To compute flux points, `Gammapy` starts from the best-fit spectrum obtained from the broad-band likelihood fit and re-adjusts it spearately to the events within each energy bin. Note theat only the amplitude ($\phi_0$ in Eq. 2.1) of the spectrum is re-fitted. Basically, the spectrum we obtained from the broad-band likelihood fit is scaled up and down to adjust independently to the counts in each energy bin.

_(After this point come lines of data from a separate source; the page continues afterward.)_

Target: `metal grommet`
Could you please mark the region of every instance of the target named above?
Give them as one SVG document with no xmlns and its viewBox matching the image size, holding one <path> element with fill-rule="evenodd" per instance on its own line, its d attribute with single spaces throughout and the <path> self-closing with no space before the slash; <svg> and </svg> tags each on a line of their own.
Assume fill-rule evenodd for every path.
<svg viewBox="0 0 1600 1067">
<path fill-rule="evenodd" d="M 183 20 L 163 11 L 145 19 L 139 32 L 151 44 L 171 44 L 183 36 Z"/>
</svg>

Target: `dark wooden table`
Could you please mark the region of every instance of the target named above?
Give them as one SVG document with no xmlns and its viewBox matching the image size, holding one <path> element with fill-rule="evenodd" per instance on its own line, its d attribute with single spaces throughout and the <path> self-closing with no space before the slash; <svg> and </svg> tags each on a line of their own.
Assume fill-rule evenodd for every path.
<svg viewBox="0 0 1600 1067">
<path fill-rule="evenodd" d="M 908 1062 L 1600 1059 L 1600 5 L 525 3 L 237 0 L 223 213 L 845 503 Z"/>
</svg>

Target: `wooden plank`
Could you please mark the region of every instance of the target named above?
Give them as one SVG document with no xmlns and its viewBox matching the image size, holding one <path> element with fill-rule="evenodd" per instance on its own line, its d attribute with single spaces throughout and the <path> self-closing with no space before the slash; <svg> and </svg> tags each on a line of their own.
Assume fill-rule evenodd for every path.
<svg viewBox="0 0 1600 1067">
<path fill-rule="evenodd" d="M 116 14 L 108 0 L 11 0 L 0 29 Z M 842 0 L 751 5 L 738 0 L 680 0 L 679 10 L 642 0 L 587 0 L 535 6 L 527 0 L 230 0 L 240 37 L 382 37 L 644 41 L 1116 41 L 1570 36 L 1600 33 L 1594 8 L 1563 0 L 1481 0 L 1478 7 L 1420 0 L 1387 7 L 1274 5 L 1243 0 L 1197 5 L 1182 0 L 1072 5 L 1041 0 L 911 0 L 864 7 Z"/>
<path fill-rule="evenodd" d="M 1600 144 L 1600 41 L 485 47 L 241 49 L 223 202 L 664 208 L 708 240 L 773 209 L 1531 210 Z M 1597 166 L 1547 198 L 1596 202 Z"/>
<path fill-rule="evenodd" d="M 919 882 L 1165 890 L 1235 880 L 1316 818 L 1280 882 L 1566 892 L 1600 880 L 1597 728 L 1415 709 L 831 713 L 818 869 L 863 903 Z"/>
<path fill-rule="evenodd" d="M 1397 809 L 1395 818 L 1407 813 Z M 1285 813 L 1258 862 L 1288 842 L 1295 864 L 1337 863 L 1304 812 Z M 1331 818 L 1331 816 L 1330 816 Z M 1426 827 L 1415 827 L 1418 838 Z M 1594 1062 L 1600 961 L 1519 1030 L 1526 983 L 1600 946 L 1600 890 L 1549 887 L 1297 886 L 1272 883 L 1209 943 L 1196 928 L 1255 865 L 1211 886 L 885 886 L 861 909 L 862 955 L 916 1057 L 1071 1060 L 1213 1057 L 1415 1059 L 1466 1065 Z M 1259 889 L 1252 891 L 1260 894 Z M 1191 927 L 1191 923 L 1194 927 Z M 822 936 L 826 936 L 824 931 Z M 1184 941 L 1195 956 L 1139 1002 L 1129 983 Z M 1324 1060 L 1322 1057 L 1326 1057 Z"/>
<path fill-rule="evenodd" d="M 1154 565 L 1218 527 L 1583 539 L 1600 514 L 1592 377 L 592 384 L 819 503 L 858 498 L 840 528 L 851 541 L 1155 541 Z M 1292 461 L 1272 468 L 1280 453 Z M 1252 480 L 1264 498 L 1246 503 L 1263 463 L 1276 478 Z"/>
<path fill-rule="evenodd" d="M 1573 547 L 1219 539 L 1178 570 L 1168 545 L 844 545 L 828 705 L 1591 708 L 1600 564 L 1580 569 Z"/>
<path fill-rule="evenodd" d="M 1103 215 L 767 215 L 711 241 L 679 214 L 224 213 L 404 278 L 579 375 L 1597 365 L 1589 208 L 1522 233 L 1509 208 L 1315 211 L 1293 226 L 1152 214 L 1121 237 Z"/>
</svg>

Let us use the same binning we have used in estimated energies and select an interval compatible with what was used in the likelihood fit.

In [None]:
energy_edges = datasets[0].counts.geom.axes["energy"].edges
fpe_lst = FluxPointsEstimator(
    energy_edges=energy_edges, source="CrabNebula", selection_optional="all"
)
flux_points = fpe_lst.run(datasets=datasets)

In [None]:
fig, ax = plt.subplots()
flux_points.plot(
    ax=ax,
    sed_type="e2dnde",
    color="darkorange",
    label="flux points",
)
flux_points.plot_ts_profiles(ax=ax, sed_type="e2dnde")
spectral_model.plot(
    energy_range,
    ax=ax,
    color="crimson",
    ls="--",
    lw=2,
    sed_type="e2dnde",
    label="broad-band likelihood fit",
)
ax.set_xlim([80, 2e4])
ax.set_xlabel(r"$E\,/\,{\rm GeV}$")
ax.set_ylabel(
    r"$E^2 {\rm d}\phi/{\rm d}E\,/\,({\rm TeV}\,{\rm cm}^{-2}\,{\rm s}^{-1})$"
)
ax.legend()
plt.show()

## Exercise 2.1.

When estimating the spectral parameters using all the observations, we have a likelihood term like in Eq. 2.3 for each of the runs.  
When we _stack_ the observations, we create a single `SpectrumDataset` from all the observations together.   
_on_ and _off_ counts are simply summed in each estimated energy bin, IRF components are averaged, weighted by the observation time.

Stack all the Crab Nebula observations (check the `Gammapy` docs) and re-perform the fit using the single dataset thus obtained. Check the results against those of the fit using all the observations simultaneously.